Coca-Cola Bottling Co, however, has taken a “Third Way” when it comes to managing its mobile workforce. According to ZDNet’s Eric Lai, Coca-Cola gave their salespeople iPads and actually encouraged them to download Angry Birds and other games. Their rationale? Employees take better care of the devices if they’re having fun with them. Plus, Angry Birds acted as gamified training, teaching employees how to use the iPad’s touchscreen. According to a Coca-Cola exec, the strategy actually worked.

This has implications for the rugged devices, too. Lai mentions an analyst who shares a story about an Australian company with more than 700 employees in the field. According to the analyst, the company first gave its employees rugged devices, but the devices kept coming back broken. So they switched to iPads, and virtually none were broken during the first year. The iPads may have been more delicate than their rugged predecessors, but employees enjoyed using them and treated them more delicately.

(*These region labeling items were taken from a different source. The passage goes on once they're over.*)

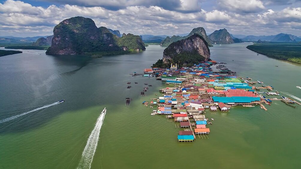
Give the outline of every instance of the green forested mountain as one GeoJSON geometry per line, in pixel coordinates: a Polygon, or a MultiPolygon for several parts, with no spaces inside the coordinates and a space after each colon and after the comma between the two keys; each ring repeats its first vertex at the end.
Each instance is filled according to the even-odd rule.
{"type": "Polygon", "coordinates": [[[199,27],[194,28],[190,33],[187,36],[183,37],[181,37],[178,36],[173,36],[171,38],[167,37],[166,38],[161,42],[161,45],[163,47],[166,47],[168,46],[172,42],[176,42],[181,39],[186,39],[188,37],[191,36],[194,34],[196,34],[199,35],[204,38],[206,41],[209,46],[212,46],[211,44],[212,41],[209,39],[208,36],[207,36],[206,34],[206,31],[205,29],[202,27],[199,27]]]}
{"type": "Polygon", "coordinates": [[[172,63],[180,67],[191,66],[195,63],[207,61],[210,57],[207,42],[202,36],[194,34],[169,45],[164,50],[162,59],[153,66],[168,68],[172,63]]]}
{"type": "Polygon", "coordinates": [[[138,36],[129,35],[119,40],[122,38],[119,38],[105,27],[97,28],[92,19],[81,17],[63,21],[55,26],[53,33],[51,46],[46,52],[48,54],[145,50],[144,44],[137,40],[140,39],[142,41],[138,36]]]}
{"type": "Polygon", "coordinates": [[[230,34],[225,28],[215,31],[208,37],[212,41],[217,44],[223,44],[234,43],[230,34]]]}

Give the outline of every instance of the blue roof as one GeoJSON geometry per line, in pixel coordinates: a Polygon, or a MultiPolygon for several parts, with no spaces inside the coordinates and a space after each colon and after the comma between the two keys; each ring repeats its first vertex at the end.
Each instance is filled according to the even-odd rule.
{"type": "Polygon", "coordinates": [[[166,80],[166,82],[169,82],[169,83],[182,83],[182,82],[180,81],[173,81],[172,80],[166,80]]]}
{"type": "Polygon", "coordinates": [[[178,140],[194,140],[193,135],[178,135],[178,140]]]}
{"type": "Polygon", "coordinates": [[[207,122],[206,121],[197,121],[195,122],[197,125],[207,124],[207,122]]]}
{"type": "Polygon", "coordinates": [[[171,114],[172,113],[171,111],[161,111],[161,113],[164,113],[165,114],[171,114]]]}
{"type": "Polygon", "coordinates": [[[234,96],[232,97],[212,97],[213,101],[215,102],[222,102],[225,103],[250,103],[255,101],[260,101],[260,98],[234,96]]]}

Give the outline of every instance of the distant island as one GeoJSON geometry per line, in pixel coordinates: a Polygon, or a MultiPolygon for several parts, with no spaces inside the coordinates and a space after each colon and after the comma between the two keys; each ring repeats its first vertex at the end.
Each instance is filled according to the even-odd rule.
{"type": "Polygon", "coordinates": [[[0,50],[0,56],[3,56],[6,55],[12,55],[16,53],[22,53],[21,51],[18,50],[0,50]]]}
{"type": "Polygon", "coordinates": [[[153,67],[166,68],[176,63],[180,67],[192,66],[196,63],[209,60],[210,57],[207,41],[202,36],[195,34],[169,45],[164,50],[162,59],[153,67]]]}
{"type": "Polygon", "coordinates": [[[301,44],[261,40],[257,42],[247,48],[269,57],[301,64],[301,44]]]}
{"type": "Polygon", "coordinates": [[[119,38],[105,27],[97,28],[92,20],[81,17],[61,22],[54,27],[53,35],[46,54],[97,56],[145,50],[139,36],[124,34],[119,38]]]}
{"type": "Polygon", "coordinates": [[[173,35],[170,38],[168,36],[161,42],[160,45],[163,47],[167,47],[172,42],[186,39],[195,34],[197,34],[203,37],[207,42],[209,46],[213,46],[211,44],[212,41],[208,37],[206,33],[206,31],[205,31],[205,29],[202,27],[198,27],[194,28],[188,35],[182,37],[179,36],[173,35]]]}

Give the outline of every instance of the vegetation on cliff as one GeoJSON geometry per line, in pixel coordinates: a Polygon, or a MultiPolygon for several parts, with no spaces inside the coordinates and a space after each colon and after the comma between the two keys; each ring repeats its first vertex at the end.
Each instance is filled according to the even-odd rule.
{"type": "Polygon", "coordinates": [[[145,45],[141,38],[139,35],[130,33],[117,39],[117,44],[123,47],[124,50],[139,51],[145,50],[145,45]]]}
{"type": "Polygon", "coordinates": [[[153,65],[154,67],[167,68],[171,63],[179,66],[191,66],[208,60],[210,52],[208,44],[200,35],[194,34],[173,42],[164,50],[163,58],[153,65]]]}
{"type": "Polygon", "coordinates": [[[208,35],[208,37],[217,44],[224,44],[234,43],[230,34],[225,28],[215,31],[208,35]]]}
{"type": "Polygon", "coordinates": [[[296,43],[254,43],[247,48],[269,57],[301,64],[301,45],[296,43]]]}
{"type": "Polygon", "coordinates": [[[5,55],[12,55],[16,53],[22,53],[22,52],[18,50],[0,50],[0,56],[3,56],[5,55]]]}
{"type": "Polygon", "coordinates": [[[165,38],[165,39],[161,42],[160,45],[163,47],[168,47],[172,42],[176,42],[178,41],[179,41],[183,39],[184,38],[183,37],[178,36],[174,35],[170,38],[168,36],[166,37],[166,38],[165,38]]]}
{"type": "Polygon", "coordinates": [[[118,30],[113,30],[111,29],[109,29],[109,31],[110,31],[110,32],[117,36],[117,37],[118,37],[118,38],[120,38],[121,37],[121,36],[120,35],[120,32],[119,32],[119,31],[118,30]]]}
{"type": "Polygon", "coordinates": [[[48,36],[46,38],[40,38],[38,39],[35,42],[33,42],[32,46],[49,46],[51,45],[51,41],[52,41],[53,35],[51,35],[48,36]]]}
{"type": "Polygon", "coordinates": [[[185,36],[181,37],[178,36],[174,35],[170,38],[168,37],[166,37],[165,39],[161,42],[160,44],[161,46],[163,47],[167,47],[172,42],[176,42],[180,40],[186,39],[195,34],[197,34],[203,37],[205,41],[207,42],[208,46],[213,46],[211,44],[212,41],[207,35],[207,34],[206,33],[206,31],[205,31],[205,29],[203,28],[202,27],[199,27],[194,28],[188,35],[185,36]]]}

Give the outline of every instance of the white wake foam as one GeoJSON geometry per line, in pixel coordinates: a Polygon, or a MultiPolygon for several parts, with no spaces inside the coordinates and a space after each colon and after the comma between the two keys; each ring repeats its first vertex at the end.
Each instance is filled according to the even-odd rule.
{"type": "Polygon", "coordinates": [[[281,92],[282,93],[283,93],[284,94],[288,96],[290,96],[291,97],[294,98],[295,99],[299,101],[301,101],[301,98],[300,98],[296,96],[294,96],[294,95],[293,95],[290,94],[289,93],[288,93],[288,92],[281,92]]]}
{"type": "Polygon", "coordinates": [[[16,119],[18,117],[19,117],[22,116],[24,116],[24,115],[26,115],[29,113],[32,113],[33,112],[36,111],[38,111],[39,110],[40,110],[41,109],[45,109],[45,108],[47,108],[47,107],[49,107],[52,106],[54,106],[54,105],[56,105],[58,104],[59,104],[61,103],[62,103],[62,102],[60,102],[59,101],[57,101],[55,103],[52,103],[50,104],[48,104],[48,105],[45,105],[43,106],[42,106],[39,107],[38,108],[37,108],[33,110],[30,110],[29,111],[28,111],[27,112],[26,112],[25,113],[23,113],[22,114],[18,114],[16,116],[12,116],[11,117],[8,117],[6,118],[6,119],[5,119],[0,120],[0,123],[4,123],[4,122],[7,122],[8,121],[9,121],[10,120],[11,120],[14,119],[16,119]]]}
{"type": "Polygon", "coordinates": [[[82,152],[82,158],[77,167],[78,169],[90,169],[91,168],[91,164],[93,161],[93,157],[97,148],[97,144],[99,139],[100,129],[102,125],[106,111],[107,110],[105,108],[97,119],[95,123],[95,126],[91,132],[87,141],[87,144],[82,152]]]}

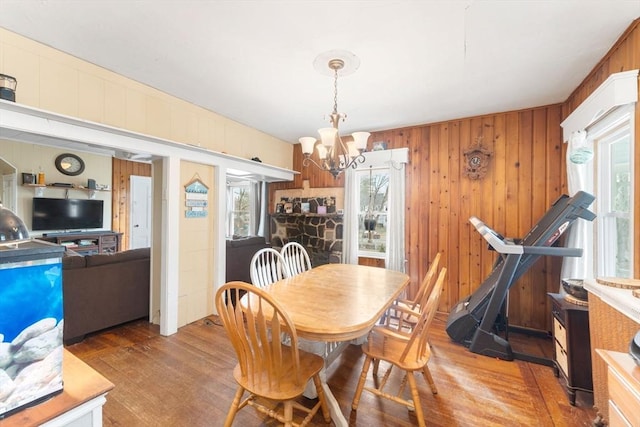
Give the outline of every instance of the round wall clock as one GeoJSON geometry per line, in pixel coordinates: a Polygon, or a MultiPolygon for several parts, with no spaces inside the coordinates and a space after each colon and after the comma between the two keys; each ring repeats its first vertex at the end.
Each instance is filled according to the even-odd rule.
{"type": "Polygon", "coordinates": [[[56,169],[65,175],[80,175],[84,171],[84,160],[75,154],[63,153],[56,157],[56,169]]]}
{"type": "Polygon", "coordinates": [[[482,137],[476,139],[476,144],[464,151],[464,169],[462,173],[469,179],[482,179],[489,169],[489,159],[493,154],[482,146],[482,137]]]}

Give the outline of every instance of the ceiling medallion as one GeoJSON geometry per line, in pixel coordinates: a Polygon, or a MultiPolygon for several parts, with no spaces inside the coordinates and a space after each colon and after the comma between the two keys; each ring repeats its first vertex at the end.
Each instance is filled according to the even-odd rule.
{"type": "Polygon", "coordinates": [[[464,170],[462,174],[469,179],[482,179],[489,169],[489,159],[493,151],[482,146],[482,136],[476,138],[475,144],[464,151],[464,170]]]}
{"type": "Polygon", "coordinates": [[[360,60],[351,52],[333,50],[318,55],[314,61],[316,70],[333,76],[333,111],[329,115],[330,128],[318,130],[320,141],[312,136],[305,136],[299,139],[302,146],[304,160],[302,166],[310,164],[318,169],[329,172],[334,178],[348,168],[357,168],[358,164],[364,163],[365,158],[362,153],[367,148],[369,132],[354,132],[351,141],[343,141],[338,132],[338,124],[347,117],[344,113],[338,112],[338,76],[345,76],[358,69],[360,60]],[[314,148],[317,151],[318,162],[311,156],[314,148]]]}

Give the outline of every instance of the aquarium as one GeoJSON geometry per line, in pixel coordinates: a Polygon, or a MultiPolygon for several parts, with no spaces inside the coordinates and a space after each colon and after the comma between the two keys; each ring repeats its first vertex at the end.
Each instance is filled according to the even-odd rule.
{"type": "Polygon", "coordinates": [[[63,250],[0,247],[0,419],[62,391],[63,250]]]}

That’s not to say managers should encourage their mobile employees to spend endless hours playing Angry Birds or getting caught up on Facebook. It’s well-known that employee productivity plummets during March Madness, costing companies upwards $1.8 billion in lost productivity during the first week of the tournament alone. (Others claim those numbers are vastly exaggerated, and that the energy and emotion employees get from filling out a bracket and following the games can actually translate to increased energy at work.) Facebook and other social media sites are another usual suspect in wasted employee productivity. Computerworld cites a study by Nucleus Research that found companies that allow Facebook at work lose, on average, 1.5 percent in employee productivity.

But most of the existing research focuses on office-bound employees tethered to their PCs. It’s the early days of mobile workforces — or at least mobile workforce productivity studies — and the jury’s still out on whether granting mobile employees a few diversions pays off in happier, more productive employees who treat their devices more tenderly.

So far, though, it’s working for Coca-Cola.